Бесфамильная Надежда. Мимолетное


Уходит лето. Водит август.

Простейшей радоваться вещи
И вслед грустить незнамо как…
В саду раскуривает вечер
Душисто пахнущий табак.

Водило лето – шишел-мышел –
Тюльпаны, живокость, левкой…
И всяк по очереди вышел,
Ведомый высшею игрой.

А этот – нате ж – задержался,
Хоть поначалу долго чах,
Садовой роскоши смущался,
Невзрачный в солнечных лучах.

Но дело к августу приспело,
И, что ни вечер, то в окне
Звездой сиреневой и белой
Он означается во тьме.

И сад – табачная обитель.
Вдыхая вечер наугад,
Ты, даже этих звёзд не видя,
Их различаешь аромат.

А небо – многоокий Аргус –
Своими звёздами влечёт.
Уходит лето.

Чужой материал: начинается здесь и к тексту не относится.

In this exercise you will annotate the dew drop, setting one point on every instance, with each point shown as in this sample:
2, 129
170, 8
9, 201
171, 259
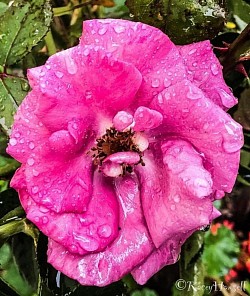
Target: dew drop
30, 161
45, 219
119, 29
59, 74
31, 145
34, 189
167, 82
13, 142
177, 198
214, 69
71, 65
192, 51
172, 207
205, 228
104, 231
102, 30
155, 82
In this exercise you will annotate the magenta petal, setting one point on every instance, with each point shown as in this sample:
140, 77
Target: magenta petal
167, 253
123, 157
61, 186
27, 132
205, 71
72, 84
90, 231
122, 120
130, 248
190, 115
175, 197
158, 59
146, 119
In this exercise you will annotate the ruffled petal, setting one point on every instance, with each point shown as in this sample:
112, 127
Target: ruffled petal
205, 71
158, 59
60, 183
70, 83
130, 248
175, 194
90, 231
27, 132
190, 115
167, 254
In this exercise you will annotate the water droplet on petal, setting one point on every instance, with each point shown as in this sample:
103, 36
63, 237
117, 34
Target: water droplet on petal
167, 82
31, 145
70, 64
34, 189
102, 30
192, 51
13, 142
172, 207
155, 82
59, 74
30, 161
119, 29
214, 69
45, 219
177, 198
205, 228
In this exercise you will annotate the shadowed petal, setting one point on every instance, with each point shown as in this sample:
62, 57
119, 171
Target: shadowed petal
90, 231
205, 71
190, 115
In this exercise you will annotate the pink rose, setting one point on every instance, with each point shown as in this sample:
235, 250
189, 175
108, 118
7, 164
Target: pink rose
124, 143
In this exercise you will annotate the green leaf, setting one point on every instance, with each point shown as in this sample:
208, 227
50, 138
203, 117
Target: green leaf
191, 278
17, 265
184, 21
22, 26
241, 9
8, 200
220, 252
12, 92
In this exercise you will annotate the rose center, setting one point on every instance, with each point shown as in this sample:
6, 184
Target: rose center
119, 150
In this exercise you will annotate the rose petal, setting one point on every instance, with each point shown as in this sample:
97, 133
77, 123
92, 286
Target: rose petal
158, 59
146, 119
129, 249
71, 84
27, 132
90, 231
205, 71
190, 115
61, 184
167, 254
175, 194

Водит август
И дальше сокращает счёт.

Мимолетное

И станет первая строка под стать картине:
Уносит ветер паука на паутине -
Легко, из августа в отрыв, путём извитым,
И только вслед ему смотри, теряй из вида…

Напрасно всматривайся в даль, туда, где сгинет,
Душой во облацех витай в горчащем сплине;
Паук не виден, тонкий след не узнаётся
На бледном небе в серебре слепого солнца.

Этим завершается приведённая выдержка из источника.